Ahh, those famous Costco chefs...  Didn't Michelin give them three retreads?

Why marinate at all?  You're not going to get much more penetration than you would by rolling it in a little of the liquid, or brushing it on immediately before cooking.  To my mind the vinegar is superfluous.  Some Chinese cooking wine, on the other hand, would be nice -- and so would a pinch of sugar. 

Since they're recommending broiling, presumably these are steaks -- either cross-cut or filleted.  If they're cross-cut, you might want to consider pin-wheeling them. 

If you want an Asian, broiler/grill thing, try brushing with white miso before cooking and let it go at that.  You could also brush with white miso for baked or roasted salmon.  White miso is salty/sweet.  You won't want to use any other salt, but a little pepper would not be amiss. 

Always cook salmon to mid-rare.  It should not be fully opaque inside, and unless you're poaching or baking, you should be able to see a translucent strip running right along the center.  You're going for an internal of around 120F;  125F is still okay, but pushing it. 

BDL


----------



## chefedb (Apr 3, 2010)

I agree with BDL why marinate..

Hi fat content fish do not seem to benefit from marinades. I believe the natural fat and oils in some fish actually repel the process unless you add a lot of lemon or vinegar which interferes with the natural flavor of the fish.

Sockeye is the greatest hoax put over the American Public. When I was in Alaska I learned from the natives they try to sell it outside of Alaska to get rid of it. They all try and catch and eat King Salmon(wild) which believe me is good and they consider their filet mignon of salmons.

    When I was there it was spawning season and you could stand in the streams and the salmon would jump into your arms it was amazing.


----------



## chrisbelgium (Oct 2, 2010)

I always panfry salmon and... I often marinate in a combination of a few tbsp of sunflower oil, lemonzeste very finely cut, black pepper, a few crushed sezchuan pepper corns aka lemon pepper (has also a Japanese variant called sancho pepper, delicious with fish)!

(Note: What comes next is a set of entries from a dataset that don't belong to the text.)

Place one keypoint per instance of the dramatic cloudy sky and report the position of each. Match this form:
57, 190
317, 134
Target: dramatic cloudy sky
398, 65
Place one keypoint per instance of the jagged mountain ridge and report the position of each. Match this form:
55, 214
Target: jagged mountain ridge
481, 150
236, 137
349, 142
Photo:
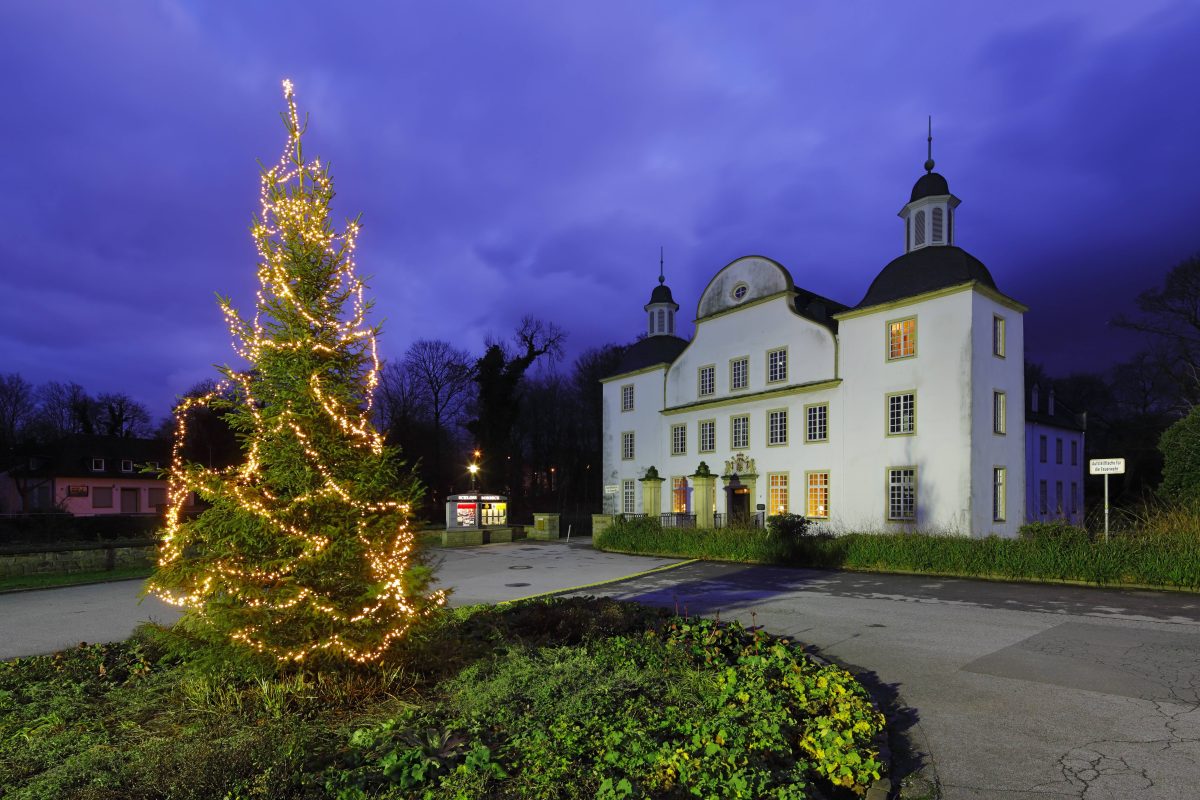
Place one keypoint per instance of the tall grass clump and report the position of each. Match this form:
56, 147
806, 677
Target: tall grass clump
1158, 546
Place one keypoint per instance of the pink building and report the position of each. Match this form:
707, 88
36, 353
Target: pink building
87, 476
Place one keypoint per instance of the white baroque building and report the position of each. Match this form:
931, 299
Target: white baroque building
904, 411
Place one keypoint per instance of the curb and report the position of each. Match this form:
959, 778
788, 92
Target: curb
599, 583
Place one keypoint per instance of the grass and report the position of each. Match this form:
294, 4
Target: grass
72, 578
1159, 548
562, 698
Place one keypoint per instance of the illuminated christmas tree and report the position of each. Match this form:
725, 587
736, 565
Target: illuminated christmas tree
304, 552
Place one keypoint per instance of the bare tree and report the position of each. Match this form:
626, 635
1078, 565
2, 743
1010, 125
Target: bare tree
17, 407
441, 378
120, 415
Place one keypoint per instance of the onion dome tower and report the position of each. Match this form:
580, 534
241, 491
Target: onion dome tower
661, 308
931, 260
929, 214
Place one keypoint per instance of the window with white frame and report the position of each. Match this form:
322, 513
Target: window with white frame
777, 427
678, 439
739, 373
901, 414
903, 493
901, 338
679, 495
819, 494
739, 432
999, 497
816, 425
777, 492
777, 365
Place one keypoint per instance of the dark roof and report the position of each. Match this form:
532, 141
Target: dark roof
929, 185
661, 294
1062, 417
817, 308
928, 269
72, 457
649, 352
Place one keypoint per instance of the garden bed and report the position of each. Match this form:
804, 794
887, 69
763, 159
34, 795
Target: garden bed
561, 698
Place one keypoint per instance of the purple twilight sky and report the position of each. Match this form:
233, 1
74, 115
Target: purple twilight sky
531, 157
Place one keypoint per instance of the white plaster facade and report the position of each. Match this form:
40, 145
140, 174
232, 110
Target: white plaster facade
963, 365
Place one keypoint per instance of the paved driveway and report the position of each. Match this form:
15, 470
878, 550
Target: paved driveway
1013, 691
1005, 690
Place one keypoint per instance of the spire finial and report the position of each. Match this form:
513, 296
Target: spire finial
929, 158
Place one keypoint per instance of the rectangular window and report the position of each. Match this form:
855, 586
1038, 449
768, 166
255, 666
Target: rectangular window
777, 493
901, 338
739, 373
679, 495
999, 493
903, 493
819, 495
816, 423
901, 414
678, 439
777, 365
102, 497
627, 397
156, 498
708, 435
627, 445
739, 432
777, 427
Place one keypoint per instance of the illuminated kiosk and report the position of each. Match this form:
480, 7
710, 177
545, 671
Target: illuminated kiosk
472, 516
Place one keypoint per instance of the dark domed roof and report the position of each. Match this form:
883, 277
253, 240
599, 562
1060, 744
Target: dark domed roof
661, 294
925, 270
649, 352
929, 185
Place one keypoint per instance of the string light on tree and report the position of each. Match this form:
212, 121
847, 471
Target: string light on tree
304, 551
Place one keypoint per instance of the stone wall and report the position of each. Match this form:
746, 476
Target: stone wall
83, 557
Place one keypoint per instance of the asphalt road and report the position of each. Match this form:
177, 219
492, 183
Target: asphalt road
1000, 690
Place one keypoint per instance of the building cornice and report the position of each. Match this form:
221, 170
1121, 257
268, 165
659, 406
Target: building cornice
768, 394
985, 290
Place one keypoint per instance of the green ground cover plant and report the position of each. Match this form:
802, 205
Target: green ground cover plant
561, 698
1159, 548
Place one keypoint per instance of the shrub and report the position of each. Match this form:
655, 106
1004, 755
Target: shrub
1180, 445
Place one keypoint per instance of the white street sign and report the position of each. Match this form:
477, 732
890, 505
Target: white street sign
1105, 467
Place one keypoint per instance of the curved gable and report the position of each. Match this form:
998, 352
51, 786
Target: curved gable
761, 277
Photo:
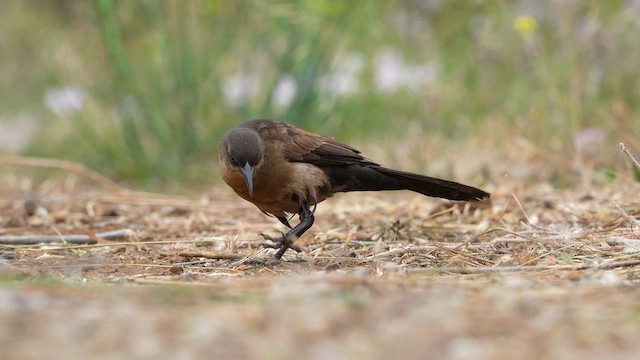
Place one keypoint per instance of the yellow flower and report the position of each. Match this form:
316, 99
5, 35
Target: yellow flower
525, 25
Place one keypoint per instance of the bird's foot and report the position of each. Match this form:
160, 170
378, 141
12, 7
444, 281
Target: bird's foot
282, 244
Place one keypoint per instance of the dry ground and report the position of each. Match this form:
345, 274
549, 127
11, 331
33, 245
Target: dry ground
536, 273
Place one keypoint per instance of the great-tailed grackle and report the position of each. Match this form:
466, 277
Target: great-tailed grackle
285, 170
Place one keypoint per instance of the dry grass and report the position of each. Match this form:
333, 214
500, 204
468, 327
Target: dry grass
538, 273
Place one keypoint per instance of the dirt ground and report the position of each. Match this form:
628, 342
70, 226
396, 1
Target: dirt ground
535, 273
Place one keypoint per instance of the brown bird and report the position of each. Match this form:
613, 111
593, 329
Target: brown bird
285, 170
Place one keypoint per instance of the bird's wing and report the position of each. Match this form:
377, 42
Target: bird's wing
302, 146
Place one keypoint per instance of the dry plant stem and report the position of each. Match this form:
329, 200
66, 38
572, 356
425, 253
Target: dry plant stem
70, 239
626, 215
211, 255
628, 153
500, 269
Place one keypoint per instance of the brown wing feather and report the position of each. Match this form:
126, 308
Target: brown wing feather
302, 146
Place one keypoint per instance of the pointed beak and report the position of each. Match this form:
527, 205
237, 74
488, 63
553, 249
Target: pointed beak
247, 174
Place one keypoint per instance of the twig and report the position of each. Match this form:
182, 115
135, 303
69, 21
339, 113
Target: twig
628, 153
210, 255
70, 238
501, 269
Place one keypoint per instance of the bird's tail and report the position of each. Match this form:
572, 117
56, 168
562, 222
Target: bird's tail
434, 187
376, 178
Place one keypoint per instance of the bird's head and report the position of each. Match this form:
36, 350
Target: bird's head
242, 150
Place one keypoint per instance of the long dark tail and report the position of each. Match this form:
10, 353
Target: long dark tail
377, 178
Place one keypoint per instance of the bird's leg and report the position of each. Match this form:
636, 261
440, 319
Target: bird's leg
286, 241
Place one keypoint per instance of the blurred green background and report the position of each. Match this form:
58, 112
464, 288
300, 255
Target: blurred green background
142, 90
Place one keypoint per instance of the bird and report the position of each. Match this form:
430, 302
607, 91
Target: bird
284, 171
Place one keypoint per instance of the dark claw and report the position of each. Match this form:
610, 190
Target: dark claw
282, 244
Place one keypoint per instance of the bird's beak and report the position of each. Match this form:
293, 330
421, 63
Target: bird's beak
247, 174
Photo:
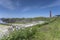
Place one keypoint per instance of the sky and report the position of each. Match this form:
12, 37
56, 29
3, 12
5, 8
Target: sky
28, 8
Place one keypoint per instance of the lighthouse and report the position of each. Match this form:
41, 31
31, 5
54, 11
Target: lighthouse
50, 14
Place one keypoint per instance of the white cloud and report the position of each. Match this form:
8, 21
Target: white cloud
26, 9
8, 4
56, 3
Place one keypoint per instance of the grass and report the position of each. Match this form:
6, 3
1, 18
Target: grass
49, 32
46, 31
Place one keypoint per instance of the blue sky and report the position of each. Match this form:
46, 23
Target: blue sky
28, 8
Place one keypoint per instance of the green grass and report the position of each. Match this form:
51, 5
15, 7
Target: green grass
46, 31
49, 32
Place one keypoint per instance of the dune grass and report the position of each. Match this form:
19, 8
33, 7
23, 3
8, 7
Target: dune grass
46, 31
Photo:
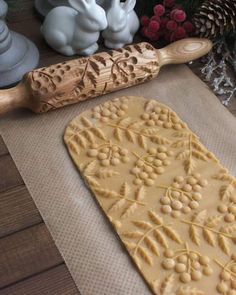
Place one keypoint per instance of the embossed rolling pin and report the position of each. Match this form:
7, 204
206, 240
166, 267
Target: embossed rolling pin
73, 81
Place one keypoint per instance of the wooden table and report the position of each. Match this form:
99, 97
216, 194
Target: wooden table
30, 263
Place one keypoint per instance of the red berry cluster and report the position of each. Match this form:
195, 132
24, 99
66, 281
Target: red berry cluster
168, 22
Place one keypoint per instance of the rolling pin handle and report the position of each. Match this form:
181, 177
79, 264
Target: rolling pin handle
184, 51
13, 98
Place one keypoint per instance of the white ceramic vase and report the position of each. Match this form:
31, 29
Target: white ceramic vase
44, 6
18, 55
3, 9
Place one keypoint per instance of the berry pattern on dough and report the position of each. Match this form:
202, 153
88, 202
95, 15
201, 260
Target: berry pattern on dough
171, 202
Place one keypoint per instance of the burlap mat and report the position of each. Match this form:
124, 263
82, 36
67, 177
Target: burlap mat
94, 256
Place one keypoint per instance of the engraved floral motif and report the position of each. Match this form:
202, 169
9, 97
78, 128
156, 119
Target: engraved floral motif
212, 230
136, 132
183, 195
82, 134
188, 264
129, 162
92, 76
227, 284
123, 204
228, 209
156, 115
149, 236
150, 165
228, 190
110, 110
167, 286
93, 175
193, 150
108, 153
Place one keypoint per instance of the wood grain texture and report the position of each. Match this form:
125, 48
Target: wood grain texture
27, 253
56, 281
9, 175
3, 148
17, 211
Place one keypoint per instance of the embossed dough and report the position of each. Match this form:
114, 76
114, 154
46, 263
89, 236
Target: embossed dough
171, 202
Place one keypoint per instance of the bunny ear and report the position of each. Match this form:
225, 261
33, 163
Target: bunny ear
129, 5
80, 5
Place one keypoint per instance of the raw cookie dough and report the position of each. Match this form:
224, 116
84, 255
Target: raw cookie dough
171, 202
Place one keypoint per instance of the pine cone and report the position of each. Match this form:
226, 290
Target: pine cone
215, 18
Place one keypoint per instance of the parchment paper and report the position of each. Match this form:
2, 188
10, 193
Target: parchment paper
93, 253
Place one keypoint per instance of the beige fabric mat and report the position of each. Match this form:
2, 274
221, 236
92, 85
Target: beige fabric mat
93, 253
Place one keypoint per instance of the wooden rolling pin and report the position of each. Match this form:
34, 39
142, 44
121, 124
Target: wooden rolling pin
73, 81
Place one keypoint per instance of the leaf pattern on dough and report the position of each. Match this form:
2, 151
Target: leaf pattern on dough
82, 134
155, 234
193, 150
151, 233
226, 191
124, 204
210, 233
189, 291
135, 133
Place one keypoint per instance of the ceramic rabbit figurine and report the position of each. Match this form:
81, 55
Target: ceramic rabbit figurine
75, 30
123, 23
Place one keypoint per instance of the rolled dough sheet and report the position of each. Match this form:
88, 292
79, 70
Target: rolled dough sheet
171, 202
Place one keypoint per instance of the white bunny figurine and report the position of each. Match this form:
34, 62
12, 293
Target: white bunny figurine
75, 30
123, 23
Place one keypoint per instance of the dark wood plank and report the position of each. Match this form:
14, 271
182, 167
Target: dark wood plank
3, 148
27, 253
17, 211
54, 281
9, 175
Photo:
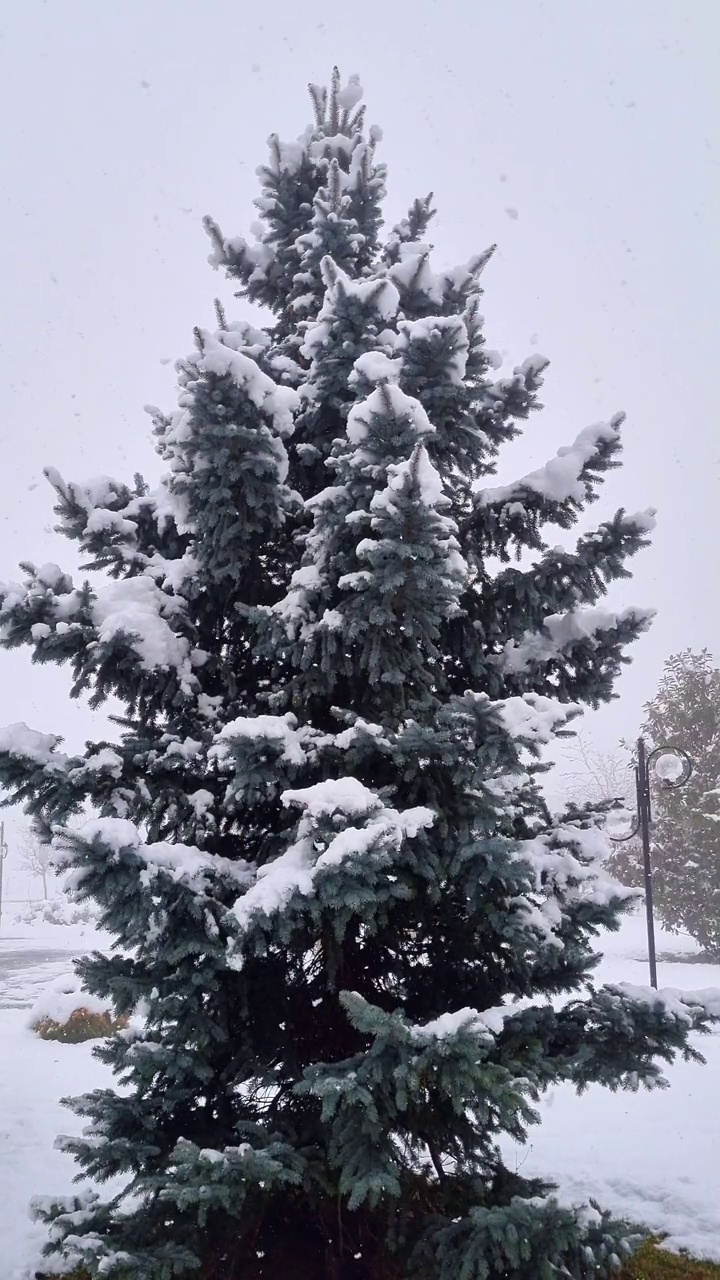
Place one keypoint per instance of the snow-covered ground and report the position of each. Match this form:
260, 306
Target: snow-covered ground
648, 1156
651, 1157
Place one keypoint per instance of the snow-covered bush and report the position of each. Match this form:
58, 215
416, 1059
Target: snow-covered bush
65, 1011
58, 910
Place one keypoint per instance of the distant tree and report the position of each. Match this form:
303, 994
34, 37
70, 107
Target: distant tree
588, 775
686, 835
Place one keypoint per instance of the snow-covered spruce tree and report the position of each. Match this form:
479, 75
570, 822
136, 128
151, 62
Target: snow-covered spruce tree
686, 832
341, 908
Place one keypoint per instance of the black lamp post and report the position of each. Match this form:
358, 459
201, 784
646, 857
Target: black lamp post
645, 759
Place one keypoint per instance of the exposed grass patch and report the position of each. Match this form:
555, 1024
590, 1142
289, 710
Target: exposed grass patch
82, 1024
652, 1262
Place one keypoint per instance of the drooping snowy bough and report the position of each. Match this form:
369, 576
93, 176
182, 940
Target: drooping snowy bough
341, 904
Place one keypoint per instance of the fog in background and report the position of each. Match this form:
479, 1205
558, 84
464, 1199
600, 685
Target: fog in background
583, 138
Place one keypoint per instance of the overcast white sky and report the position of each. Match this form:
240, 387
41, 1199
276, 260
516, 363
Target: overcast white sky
582, 137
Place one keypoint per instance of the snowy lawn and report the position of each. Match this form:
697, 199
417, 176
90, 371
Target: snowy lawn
652, 1157
648, 1156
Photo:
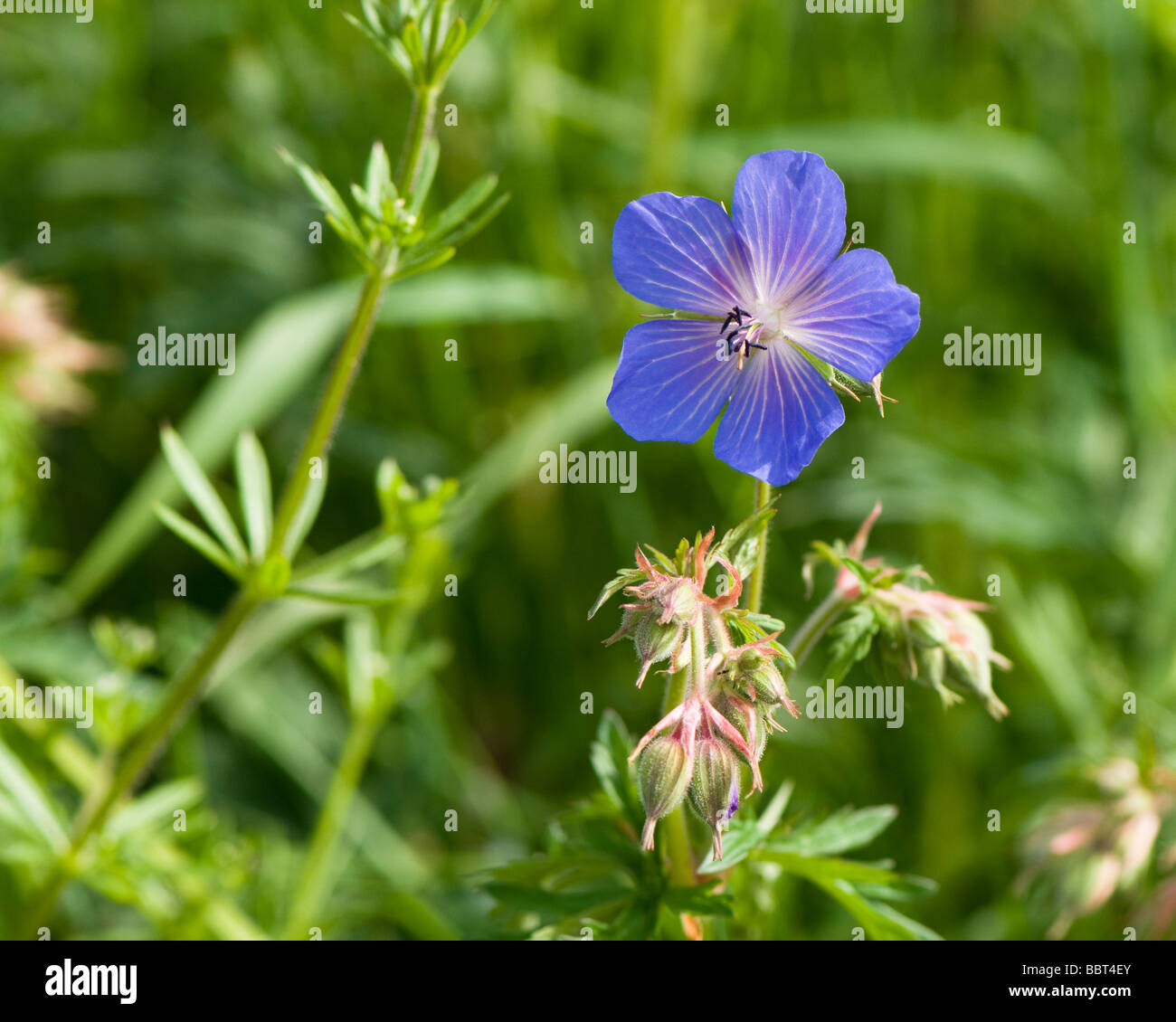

That's it. Just roll the fish in it and turn a few times while marinating. Or, make your life easy; you can put everything in a plastic bag (fish and this marinade) and leave it in the fridge overnight!

I have put strips of salmon fillet, marinated like this this, on skewers and roasted them over charcoal; talk about a waaaw dish that will amaze everyone!

But mostly I panfry the whole marinated fillets in a non-stick pan with minimal sunflower oil. Delicious!!

A few remarks however;

- do NOT salt the marinade!! It will extract the moist out of the fish.

- do NOT use the lemonjuice, it will cook the fish and change its structure. Use the zeste (yellow peel) without any white part. Zestes taste stronger than lemon juice but don't affect the fish structure! You can add a lot of other things to a marinade, but when you think "fish", your reflex should be "freshness", like in citrus, in lemonzestes.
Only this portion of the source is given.